Steve said to Matt:

... I agree with you in that neither of us think that dmb is a closet Kantian. 
I just wanted to use his comments as a jumping off point to talk about 
pragmatism with regard to the prudence-morality distinction. ...

dmb says:
Right. The distinction wasn't Kantian or even philosophical so much as 
psychiatric. But since you mentioned it, I'd guess that a psychopath would do 
quite well with Kant's ethics because they rely so heavily on rational 
calculations. The distinction I had in mind is not ideal or theoretical so much 
as it is descriptive. It describes the standard operating procedure of 80 to 
85% of convicted criminals and several percent of the general population 
outside of prison. The Sam Harris quote posted by Steve had talked about people 
with psychopathic brains, and so I was thinking about the distinction in those 
terms. The distinction is between "normal" people and those who have been 
severely damaged by neglect and abuse in early childhood, so much so that they 
are more like animals than people. They prey on people. We're talking about the 
type of personality that describes almost all serial killers and serial 
rapists. We're talking about real horror, real monsters. In that sense, Sam'
 s analogy to tornados is quite fitting. They both cause huge amounts of damage.


Steve also said to Matt:
... Your [Matt's] thought experiment concerning a habitual liar who fakes moral 
behavior in every instance throughout his entire life is along the lines I was 
thinking. If we view issues of morality in practice as pragmatists will want to 
do, then motivation for action only matters to the extent that it it predicts 
what sort of actions we can expect.


dmb says:

That thought experiment strikes me as quite unrealistic. I mean, an actual 
habitual liar who tries to fake morality for a lifetime would be a very sick 
person. He'd be putting on show in order to hide something besides his own lack 
of sincerity. I'm thinking of the many pedophile priests, for example. Isn't 
fake morality and constant deception their whole game? I think this is a more 
concrete and psychologically realistic view of the way psychopaths calculate 
their actions for the sake of appearance. 

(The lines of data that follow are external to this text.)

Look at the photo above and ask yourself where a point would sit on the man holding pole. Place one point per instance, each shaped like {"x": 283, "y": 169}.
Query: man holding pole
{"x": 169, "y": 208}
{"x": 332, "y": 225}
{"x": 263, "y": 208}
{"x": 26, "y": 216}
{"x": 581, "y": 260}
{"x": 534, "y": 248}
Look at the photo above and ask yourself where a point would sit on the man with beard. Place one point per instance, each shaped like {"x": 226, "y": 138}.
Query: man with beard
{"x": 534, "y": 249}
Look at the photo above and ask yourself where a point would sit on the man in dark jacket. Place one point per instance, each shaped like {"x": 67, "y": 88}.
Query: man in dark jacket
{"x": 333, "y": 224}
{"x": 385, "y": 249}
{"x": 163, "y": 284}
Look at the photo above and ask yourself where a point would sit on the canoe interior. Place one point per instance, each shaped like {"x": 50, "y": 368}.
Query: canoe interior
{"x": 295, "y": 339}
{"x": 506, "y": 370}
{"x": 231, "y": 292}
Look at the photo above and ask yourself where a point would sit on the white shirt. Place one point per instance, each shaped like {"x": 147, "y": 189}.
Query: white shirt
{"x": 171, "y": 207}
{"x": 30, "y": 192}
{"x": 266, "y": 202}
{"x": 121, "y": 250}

On the second point, I'm fairly certain that pragmatism does not discount 
motives in the way you suggest. That might be a good way to describe a 
behaviorist approach or a utilitarian calculation but not the pragmatism of 
Pirsig or James. Pirsig's talk about ego climbing, for example, seems to 
suggest that motives are extremely important. Any endeavor that has 
self-aggrandizment as it's goal, he says, is bound to end in disaster. In his 
"Pragmatism", James begs his Absolutist rivals to confess their own personal 
feelings and motives behind their philosophical positions. That's not exactly a 
position on morality and yet he was asking them to be more sincerely and honest 
and open about the push from inside, if you will. They both get at 
philosophical rivalries by way of basic temperaments, namely the classic and 
romantic personalities. 


Matt said:
Steve said that moral responsibility doesn't start to make sense "until we get 
to beings that have social patterns because only such beings have behavior 
which is modifiable through praise and blame."  ...  That is at the conceptual 
level, and Steve's example--of the scolded child--gives us the pedagogical 
level.  What Steve said suggests that praise/blame is in some way basic to 
social patterns and moral responsibility and that in creating moral behavior in 
children, one begins with praise/blame. What Steve has not said more about are 
those further non-Kantian answers I mentioned in relation to Dave, about how 
one precisely moves from praise/blame to "thinking that is itself not 
consciously motivated by potential praise or blame."  That is Dave's definition 
of moral behavior again.  

dmb says:

My definition of moral behavior? I didn't intend to do anything that ambitious. 
I was only making an obvious point about determinism. If our behavior is 
determined, then we can't rightly be blamed or praised. In that context, the 
terms are evaluative. In the context of training children, on the other hand, 
blame and praise are a particular kind of reward and punishment. That's a very 
different sense of the terms. Just want to be clear about that.